Flowering Judas(136)
“Could somebody have been trying to search the place?”
“It doesn’t look like that, no,” Rhonda said. “It’s not that kind of mess. And anybody who had been trying to search the place would have found what the police found, because it wasn’t like it was hidden.”
“And what was that?”
“Guns and ammo,” Rhoda said. “Two rifles under the bed—just under it. Not in cases or bags or anything, just shoved there. Several, I made at least four, handguns. A double-barrelled shotgun. Three tasers.”
“For God’s sake,” Gregor said. “What was the idiot doing? Had he joined the mob? Did he owe money to the mob?”
“He owed money to everybody, from what we’ve been able to tell,” Rhonda said, “but I don’t think that’s what this is. There’s a lot of ammunition in boxes, but I’m willing to bet, even after just a first look, that most of these things haven’t been fired in years. And some of them are brand new. They’ve never been fired.”
“I don’t suppose he bought any of them legally and registered them,” Gregor said.
“We haven’t checked yet, but my guess would be no. He doesn’t seem the type, if you know what I mean.”
“Yes, I know what you mean.”
“I would say, though, that you had a good call that the gun you’ve got up there would be a gun he brought with him and not anything somebody up there had. My guess is that he was packing most of the time. It probably made him feel important.”
“Probably,” Gregor said.
“And we also found drugs,” Rhonda said. “Not a lot. Not a little, either.

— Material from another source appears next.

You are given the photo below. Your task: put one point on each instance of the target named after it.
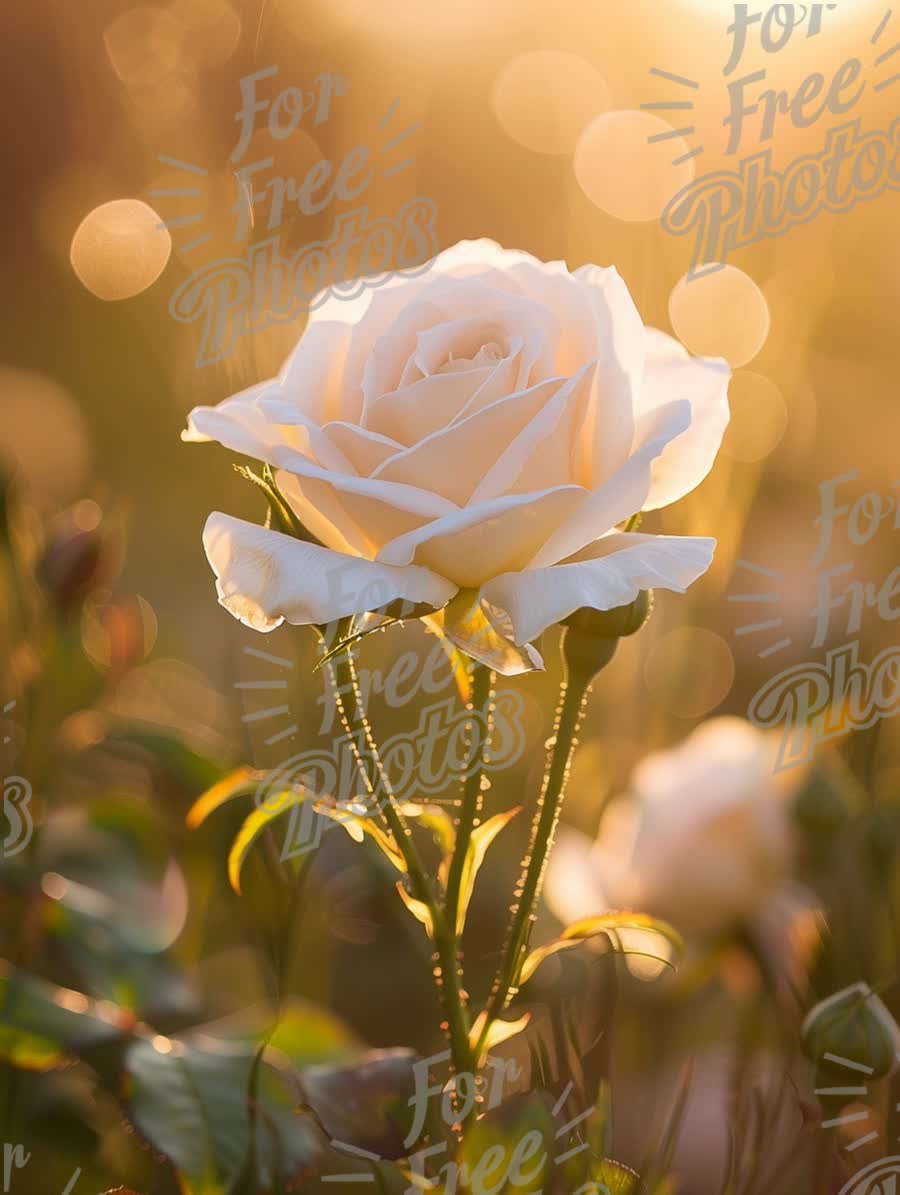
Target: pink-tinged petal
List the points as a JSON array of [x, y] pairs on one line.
[[457, 458], [412, 412], [264, 577], [237, 423], [540, 454], [623, 495], [607, 428], [611, 573], [348, 521], [471, 545], [671, 373], [313, 380], [365, 449], [300, 433]]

It’s not impossible that he was dealing a little on the side, some marijuana, maybe some cocaine, but it wouldn’t have been anything dramatic. He was definitely using. And his refrigerator was full of beer. And there was an entire bookshelf of the hard stuff, Patrón, Johnnie Walker. Most of those were better than half empty.”
“Was there any money?”
“Nope. Were you expecting us to find any?”
“Not really,” Gregor said.
“I don’t know if any of this helps,” Rhonda said, “but this guy was in no way the kind of person who loves the outdoors and wants to go hiking all the time. If he was doing even half the stuff there’s evidence of him doing around here, he wouldn’t be able to hike for half a mile without falling over dead. And, for what it’s worth, I don’t think the house being out in the country means he was fond of the wilderness, either. I think it just means—”
“That he wanted to be far away from people who could pry into what he was doing?”
“Like that,” Rhonda said. “You can’t think this guy killed your two, right? Because this guy was dead first.”
“I know who killed my two,” Gregor said, “I’m just trying to find a way for the prosecution to make their case.”
“Well, good luck with that. I’m going to go now. They’re going to take out a wall in the bathroom.”
Gregor didn’t ask what they wanted to take out a wall in the bathroom for. He sympathized with the landlord who was going to have to clean up at least some of it when all this was over.
Tony Bolero was making his way through the tree-lined streets of a neighborhood that practically screamed “best place to live in town.” The houses were all large, if vaguely old-fashioned: ranches; split-levels; “contemporaries” that must have been built in the Sixties.
Tony pulled into a driveway that already had too many cars in it, but not enough for Gregor. There was no patrol car here. There was no Howard Androcoelho.
Tony pointed ahead to the long, low ranch. “This is it,” he said.
Gregor was looking at something else. The yard was wide and deep. What he was looking at was almost invisible from the driveway. He got out of the car and went to the side of the garage. Then he just stood there and stared.
“My God,” he said.
“What is it?” Tony Bolero materialized at his elbow.
Gregor pointed across the back lawn. “It’s a greenhouse,” he said.
It wasn’t just a greenhouse.
It was a big one.
2
The other cars drove up almost immediately—Howard’s, and then the two patrol cars. Nobody’s siren was blaring. Nobody’s lights were pumping. It was all very quiet, as if what was about to go on here was a pool party or a barbecue, the kind of thing people who lived in the kind of place Sherwood Forest was did on any given weekend.
Except that it wasn’t a weekend.
“Did you bring a search warrant?” Gregor asked.